Second part shows all current I/O transactions for the node. First column shows transaction type (RD – read, WR – write and RP – outgoing replication). Second column is status (* - in progress, I – initialized). Third column is VFS path of the file being transferred.
In order to shut down disk farm components, the administrator should use scripts kill_cellmgr.sh and kill_vfssrv.sh located in <DFARM_ROOT>/bin directory.
Critical piece of information which may be considered for periodic backups is VFS Database normally located under <DFARM_ROOT>/db. This directory may be periodically recursively archived and restored when recovery is necessary. Disk Farm distribution includes a template of backup creation and maintenance script <DFARM_ROOT>/bin/db-backup.cron.sh. Some modification of this script may be necessary to reflect specifics of the installation. It is recommended to run this script as a cron job. Frequency of backup should be determined based on the requirements of the specific installation. Every time the backup script runs, it creates a database snapshot and stores it in compressed tar file under the directory specified in the beginning of the script.
It is recommended to use “tar xfvN <tarfile>” command to restore contents of VFS database.

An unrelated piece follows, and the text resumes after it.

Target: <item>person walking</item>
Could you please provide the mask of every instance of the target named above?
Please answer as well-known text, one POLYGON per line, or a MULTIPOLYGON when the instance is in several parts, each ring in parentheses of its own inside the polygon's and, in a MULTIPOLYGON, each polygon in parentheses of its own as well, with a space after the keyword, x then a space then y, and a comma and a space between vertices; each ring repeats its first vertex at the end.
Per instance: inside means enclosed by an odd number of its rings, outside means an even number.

Under certain circumstances, it may be necessary to move data from one PSA to another, for example, if a disk farm node is about to be shot down. In order to move data from one PSA to another:
1. Log in as root
2. Make sure the destination PSA has enough room for the data. Use “dfarm stat” command.

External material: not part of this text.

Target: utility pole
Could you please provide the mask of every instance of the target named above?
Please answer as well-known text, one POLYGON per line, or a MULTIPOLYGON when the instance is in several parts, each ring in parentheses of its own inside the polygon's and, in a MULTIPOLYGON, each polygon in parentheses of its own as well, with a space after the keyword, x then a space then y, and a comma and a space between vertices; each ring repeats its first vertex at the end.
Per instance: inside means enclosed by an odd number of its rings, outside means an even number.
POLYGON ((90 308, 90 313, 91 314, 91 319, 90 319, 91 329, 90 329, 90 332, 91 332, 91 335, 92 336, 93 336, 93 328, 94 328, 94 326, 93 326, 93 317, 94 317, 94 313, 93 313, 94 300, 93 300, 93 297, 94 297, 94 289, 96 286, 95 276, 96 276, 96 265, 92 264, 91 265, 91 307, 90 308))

2. Shut down both source and destination Cell Managers
3. Create tar file with original data:
cd /stage1/dfarm # cd to the top of source PSA
tar cf /tmp/data.tar .
4. Move the tar file to the destination computer
5. Unwind the tar file into the destination PSA
cd /stage2/dfarm # cd to the top of destination PSA
tar xf /tmp/data.tar
6. If necessary, delete source data on the source computer
cd /stage1/dfarm # cd to the top of source PSA
rm –rf /stage1/data/*
rm –rf /stage1/info/*
7. Start destination Cell Manager and, if necessary, source Cell Manager
Disk Farm configuration file modifications take effect only after corresponding daemon process is restarted. If you are not sure which component should be restarted, restart all of them.